NVSentinel Overview

View as Markdown

What it is

NVSentinel is a GPU fault detection and remediation system for Kubernetes. It monitors GPU health, system logs, and cloud provider maintenance events, then takes action: cordoning faulty nodes, draining workloads, and triggering break-fix workflows. The full pipeline runs without human intervention.

NVSentinel is running across AWS, GCP, Azure, and OCI on clusters up to 1,100+ nodes and ~40,000 GPUs, processing tens of millions of health events per month. NVIDIA internal deployments run with full remediation enabled by default.

The problem

GPU failures in large clusters are expensive and disruptive. A single faulty GPU can corrupt training results silently, crash a multi-day distributed job, or leave hundreds of GPUs idle while an operator investigates. Traditional monitoring detects the problem but does not fix it. The gap between detection and remediation is where GPU-hours are wasted and operators get paged.

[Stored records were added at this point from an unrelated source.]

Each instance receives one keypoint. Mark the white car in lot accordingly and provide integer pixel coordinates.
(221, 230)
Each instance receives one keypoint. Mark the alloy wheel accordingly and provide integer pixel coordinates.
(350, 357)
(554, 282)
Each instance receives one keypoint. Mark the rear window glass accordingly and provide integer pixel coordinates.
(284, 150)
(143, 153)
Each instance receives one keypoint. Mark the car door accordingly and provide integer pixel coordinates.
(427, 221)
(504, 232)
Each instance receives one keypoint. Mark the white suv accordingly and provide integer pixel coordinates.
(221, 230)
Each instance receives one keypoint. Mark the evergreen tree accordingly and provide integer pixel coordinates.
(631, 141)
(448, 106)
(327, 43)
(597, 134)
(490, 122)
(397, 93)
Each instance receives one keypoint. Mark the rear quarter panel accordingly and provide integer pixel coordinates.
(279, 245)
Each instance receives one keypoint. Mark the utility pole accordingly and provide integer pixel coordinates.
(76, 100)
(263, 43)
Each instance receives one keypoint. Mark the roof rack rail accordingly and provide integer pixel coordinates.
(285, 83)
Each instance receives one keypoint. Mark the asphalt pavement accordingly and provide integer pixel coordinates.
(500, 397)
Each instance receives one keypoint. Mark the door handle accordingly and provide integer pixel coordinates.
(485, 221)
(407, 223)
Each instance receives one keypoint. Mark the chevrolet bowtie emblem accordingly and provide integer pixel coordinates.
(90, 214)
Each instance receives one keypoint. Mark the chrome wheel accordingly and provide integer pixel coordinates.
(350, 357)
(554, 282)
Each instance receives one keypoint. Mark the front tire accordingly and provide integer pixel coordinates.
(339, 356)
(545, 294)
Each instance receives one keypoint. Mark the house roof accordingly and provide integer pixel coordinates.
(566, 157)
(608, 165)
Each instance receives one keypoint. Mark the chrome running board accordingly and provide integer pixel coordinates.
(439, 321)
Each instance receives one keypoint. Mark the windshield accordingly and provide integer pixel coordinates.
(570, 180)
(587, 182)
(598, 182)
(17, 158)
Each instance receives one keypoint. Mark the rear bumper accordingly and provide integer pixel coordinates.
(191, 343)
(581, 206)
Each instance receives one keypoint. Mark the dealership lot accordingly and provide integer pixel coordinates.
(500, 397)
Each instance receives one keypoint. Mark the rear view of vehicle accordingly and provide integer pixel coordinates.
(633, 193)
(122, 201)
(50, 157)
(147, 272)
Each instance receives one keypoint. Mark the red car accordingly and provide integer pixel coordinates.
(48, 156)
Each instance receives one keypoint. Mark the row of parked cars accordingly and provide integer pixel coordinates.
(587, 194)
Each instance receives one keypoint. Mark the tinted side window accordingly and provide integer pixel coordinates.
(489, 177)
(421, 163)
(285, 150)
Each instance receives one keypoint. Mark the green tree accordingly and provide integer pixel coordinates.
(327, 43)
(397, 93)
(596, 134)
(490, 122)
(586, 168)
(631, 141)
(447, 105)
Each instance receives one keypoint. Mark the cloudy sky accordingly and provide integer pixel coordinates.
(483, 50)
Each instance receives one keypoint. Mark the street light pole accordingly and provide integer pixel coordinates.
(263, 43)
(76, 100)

NVSentinel closes that gap. Detection, quarantine, drain, and remediation happen automatically, typically completing in minutes rather than the hours or days that manual intervention requires.

How it works

NVSentinel is built as a set of independent modules that coordinate through a shared data store and the Kubernetes API. No module communicates directly with another.

Health monitors detect faults and send structured health events to the system:

  • GPU health monitor watches for thermal issues, ECC errors, and XID events via DCGM
  • Syslog health monitor parses system logs for kernel panics, driver crashes, and NVLink errors
  • CSP health monitor polls cloud provider APIs (AWS, GCP, Azure, OCI) for scheduled maintenance and hardware events
  • Kubernetes object monitor evaluates CEL expressions against any Kubernetes resource to generate health events from custom signals

Platform connectors receive health events via gRPC, validate them, persist them to the data store, and update Kubernetes node conditions.

Preflight (optional) is not part of the health-event pipeline. A mutating webhook injects GPU diagnostic init containers at pod admission so bad hardware is caught before the workload starts. Multi-node checks can use gang discovery (native Workload API or PodGroup-style schedulers) and ConfigMap coordination. See Preflight configuration and ADR-026.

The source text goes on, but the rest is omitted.